About two years ago, I read the book I am Charlotte Simmons by Tom Wolfe.
It was awful.
I knew it was going to be awful when I started it, based on all of the terrible reviews it got.
I read it anyway.
It was amazing how terribly wrong an 80-something year old man got the college experiences of a teenage girl.
I chalked Wolfe's inability to encapsulate the "college girl" experience to the fact that it was too far out of his realm of experience.
You'd think, then, that Curtis Sittenfeld, a twenty-something year old woman, could do a better job of relating to a teenage girl's prep school experience.
You'd be wrong, though. Really, really wrong.
Prep tells Lee Fiora's prep school experience, giving us 4 years in 403 pages.

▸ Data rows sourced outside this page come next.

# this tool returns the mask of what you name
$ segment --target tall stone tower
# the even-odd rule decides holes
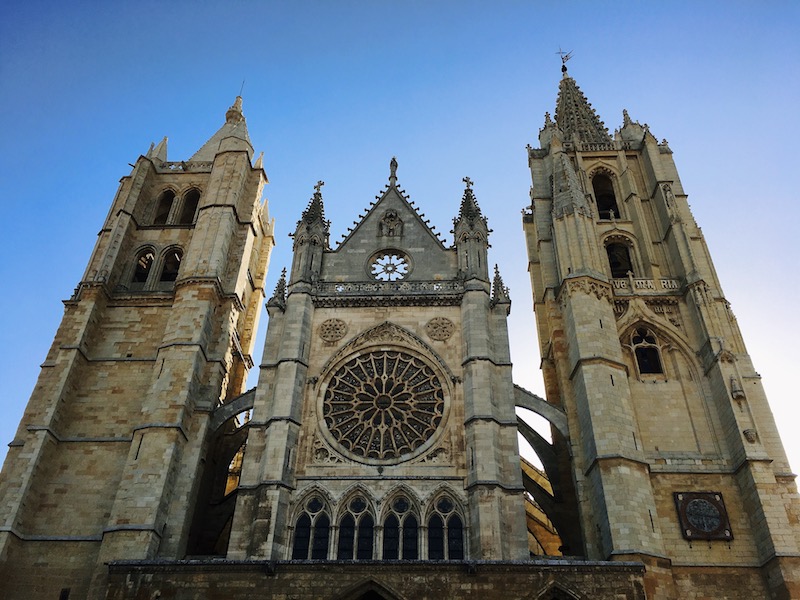
[[[471,182],[442,243],[398,187],[336,249],[322,182],[268,302],[229,559],[528,556],[506,316]]]
[[[800,598],[795,476],[759,375],[672,151],[623,116],[612,137],[565,67],[528,151],[562,538],[643,561],[648,598]]]
[[[273,224],[237,98],[187,161],[122,179],[0,482],[6,598],[105,597],[105,563],[183,556],[211,413],[244,391]]]

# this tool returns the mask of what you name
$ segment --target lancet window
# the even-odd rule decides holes
[[[183,196],[183,206],[181,215],[178,218],[179,225],[191,225],[194,223],[194,216],[197,212],[197,205],[200,202],[200,191],[192,188]]]
[[[611,268],[611,277],[621,279],[628,276],[628,271],[633,273],[631,252],[628,246],[617,242],[608,244],[606,253],[608,254],[608,265]]]
[[[419,558],[419,520],[406,496],[397,496],[383,521],[384,560]]]
[[[619,219],[619,206],[614,194],[614,184],[606,175],[592,177],[592,190],[597,202],[597,212],[601,219]]]
[[[318,495],[306,500],[294,526],[293,560],[322,560],[328,557],[331,520]]]
[[[165,225],[169,219],[169,213],[172,211],[172,203],[175,201],[175,192],[172,190],[164,190],[158,197],[156,203],[156,212],[153,216],[153,225]]]
[[[430,560],[462,560],[464,558],[464,524],[448,496],[439,497],[428,518],[428,558]]]
[[[366,499],[353,497],[347,511],[339,520],[339,544],[336,558],[340,560],[369,560],[373,558],[375,521],[369,512]]]
[[[181,267],[183,251],[180,248],[170,248],[164,255],[164,263],[161,267],[159,281],[175,281],[178,278],[178,270]]]
[[[136,255],[136,263],[133,268],[133,277],[131,278],[130,286],[132,290],[141,290],[144,288],[148,277],[150,277],[150,271],[153,268],[155,258],[155,254],[153,254],[153,251],[149,248],[140,251],[139,254]]]

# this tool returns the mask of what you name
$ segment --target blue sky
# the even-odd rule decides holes
[[[4,3],[0,457],[128,164],[163,136],[191,156],[243,80],[277,220],[268,292],[318,179],[335,242],[397,156],[449,243],[468,175],[511,287],[515,380],[542,393],[520,211],[562,47],[609,129],[627,108],[669,140],[800,468],[798,30],[792,2]]]

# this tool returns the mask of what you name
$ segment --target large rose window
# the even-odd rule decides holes
[[[322,416],[333,438],[356,457],[394,461],[425,444],[444,413],[433,368],[400,351],[350,359],[333,374]]]

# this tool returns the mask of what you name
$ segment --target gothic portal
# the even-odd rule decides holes
[[[546,399],[469,178],[446,243],[392,159],[336,247],[318,182],[267,299],[241,98],[189,160],[151,147],[10,444],[6,597],[800,597],[794,475],[669,146],[627,112],[612,137],[566,69],[539,141]]]

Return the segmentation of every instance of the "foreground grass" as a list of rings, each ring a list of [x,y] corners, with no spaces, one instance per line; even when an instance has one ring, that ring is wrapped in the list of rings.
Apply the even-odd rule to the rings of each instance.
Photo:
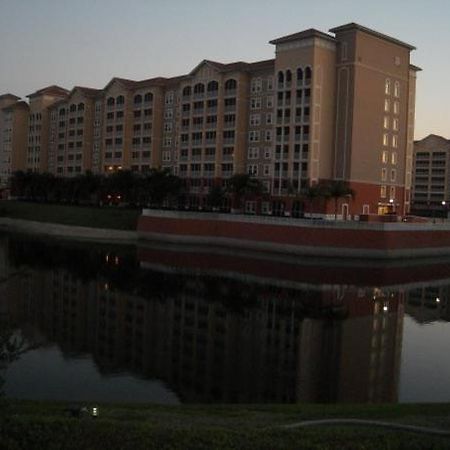
[[[135,230],[139,210],[0,201],[0,217],[116,230]]]
[[[284,430],[318,418],[379,419],[450,429],[450,405],[100,405],[97,419],[70,418],[66,404],[12,402],[0,449],[449,449],[448,439],[370,428]]]

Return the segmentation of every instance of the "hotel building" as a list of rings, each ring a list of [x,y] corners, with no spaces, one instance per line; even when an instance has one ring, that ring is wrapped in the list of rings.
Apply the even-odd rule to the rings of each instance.
[[[430,134],[414,142],[413,210],[446,213],[450,200],[450,141]]]
[[[270,43],[275,58],[266,61],[204,60],[173,78],[32,94],[26,168],[58,176],[168,168],[199,205],[212,185],[248,173],[271,194],[262,212],[273,214],[300,213],[302,189],[343,180],[356,196],[342,216],[407,213],[414,47],[354,23]]]

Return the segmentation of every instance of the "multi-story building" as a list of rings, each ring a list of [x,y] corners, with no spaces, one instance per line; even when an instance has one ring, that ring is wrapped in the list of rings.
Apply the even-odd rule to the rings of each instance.
[[[0,96],[0,187],[25,165],[27,126],[27,103],[15,95]]]
[[[58,100],[66,98],[68,91],[59,86],[48,86],[28,95],[28,150],[25,169],[33,172],[48,171],[50,110]],[[14,151],[14,149],[13,149]]]
[[[450,140],[430,134],[414,142],[413,210],[445,213],[450,200]]]
[[[308,186],[343,180],[356,192],[342,204],[344,217],[408,212],[414,47],[354,23],[271,44],[275,58],[266,61],[204,60],[187,75],[113,78],[70,96],[55,86],[38,91],[30,96],[27,168],[70,176],[164,167],[185,179],[194,204],[213,184],[248,173],[272,195],[262,212],[275,214],[304,210]],[[35,123],[49,111],[50,125]],[[51,130],[49,141],[36,125]]]

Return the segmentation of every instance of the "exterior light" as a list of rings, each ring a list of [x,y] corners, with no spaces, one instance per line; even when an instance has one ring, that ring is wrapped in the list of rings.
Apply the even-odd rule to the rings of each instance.
[[[394,199],[393,199],[393,198],[390,198],[390,199],[389,199],[389,203],[390,203],[391,205],[393,205],[393,204],[394,204]]]
[[[114,169],[113,166],[109,166],[109,167],[108,167],[108,170],[113,170],[113,169]]]
[[[95,406],[92,408],[92,417],[98,417],[98,408]]]
[[[110,195],[108,195],[108,199],[111,200],[111,196]]]
[[[439,303],[441,299],[439,297],[436,297],[436,303]]]
[[[442,200],[441,203],[442,203],[442,206],[445,206],[445,200]]]
[[[389,307],[388,307],[388,303],[387,303],[387,302],[385,302],[385,303],[384,303],[384,305],[383,305],[383,311],[384,311],[384,312],[387,312],[387,311],[388,311],[388,309],[389,309]]]

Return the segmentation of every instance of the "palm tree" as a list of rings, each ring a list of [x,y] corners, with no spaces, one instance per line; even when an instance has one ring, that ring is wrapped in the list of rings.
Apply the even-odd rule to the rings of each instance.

Lee, the child of middle class working people, has a hard time fitting in at a school where most of the students are the children of wealth and privilege.
Well, duh.
It's hard to tell, though, if Lee has a hard time fitting in because she's "poor" or because she's so unbelievably self-conscious and socially stunted.
In the end, I'm not sure it matters.
Throw in a couple of storylines that don't make any sense and you've got a recipe for disaster.
I didn't like anyone in this book, not even Lee's likable friend Martha.
It took me about a week to read this book and I want all of that time back.
Ah well, I'd probably just waste it anyway.
1 comment:
I keep hearing reviews along these lines, and yet I sort of want to try it anyway... maybe it's an "Oooh, look! A train wreck!" sort of thing. Hmph.
I was going to tell you about my favorite prep school book but now I can't remember the title OR the author. Hah. Oh, here we go: Black Mirror by Nancy Werlin.